Broached Commissions cofounder and creative director Lou Weis says the Melbourne-based studio’s design works draw from Australian history and are influenced by how the country has retained traditional culture during globalization.
*Broached Colonial, Dream Lantern is designed by Chen Lu, who attributes his style to his Chinese heritage.
“What happens to design when it migrates? It’s one of our core issues,” Weis, who was in Beijing launching the group’s first exhibition in China, Broached Retreat, at Beijing’s Ullens Center for Contemporary Arts.
“Each collection is based on different events in Australian history, which are known by everyone and conjure common assumptions. It’s important for people to revisit these important historical events and realize that they were filled with the same dilemmas that confront our daily life today. The problems of mass production, the threat to local cultures, all emerge from the origins of industrialization of globalization.”
In the exhibition, the artistic director reviews some of the group’s most important works, mainly from the two collections – Broached Colonial, which explores the colonial period, and Broached East, which focuses on what’s by some measures the largest migration in human history, from 1850 to around 1930. That was when 130 million people, mostly from China and India, moved to the country, influencing the Western world in ways ranging from art to architecture.

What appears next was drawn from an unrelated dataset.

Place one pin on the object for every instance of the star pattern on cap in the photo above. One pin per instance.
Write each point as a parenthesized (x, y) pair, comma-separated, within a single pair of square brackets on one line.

“Broached Commissions was born out of a desire to create a series of works reflecting the country’s relationship to globalization. We have been focusing on portraying Australia’s unique role as in the middle between European cultures and their neighbors in Asia,” says Weis, who studied cultural theory at university.
These studies later nurtured a fascination with urban environments.
“Australia was born at the beginning of the industrial revolution and so has always been connected to cycles of modernization and has always been willing to accept each new trend in design. We want to tackle cliche and make it relevant to contemporary design,” Weis says.
The exhibition displays 12 pieces by eight designers and includes a few new works commissioned by UCCA director Philip Tinari, who’s also a writer and art critic in Beijing.
As the first design exhibition at UCCA, Broached Retreat displays the works in a pavilion with two rooms – a “masculine” and a “feminine” space.
“We imagined a couple who, although in love, decided they needed separate rooms for relaxation and reflection. That’s why we titled the exhibition Broached Retreat,” Weis says.
The show continues the studio’s tradition of presenting collaborations between core and guest designers.
“Their nationalities, and therefore their cultural life, is deeply connected to our design story,” Weis says.
Taiwan-born, Sydney-based designer Chen Lu, who designed the pavilion, explains that the two rooms – one black and one white – reference Mies van der Rohe’s architecture and traditional Chinese pavilions.
He explains the stone walls symbolize rock formations associated with scholars in traditional Chinese culture, while the use of black cloth printed with Chinese ink painting hints at modern interpretations of traditional art forms. They take on new meanings and become the interior’s skin. He also designed a dressing table to fit in the pavilion context.
Chen attributes his design style to his Chinese heritage. He links the past to the present through dark, or yin, and light, or yang, spaces and establishes dialogues between public and private domains.
“My Chinese heritage is forever within my decision making, and it is ingrained with my aesthetic sensibility,” he says.
“In Broached Retreat, this sensibility had evolved into a dialogue between East and West – not as opposites but as the dual perspectives that exist within me and within us today.”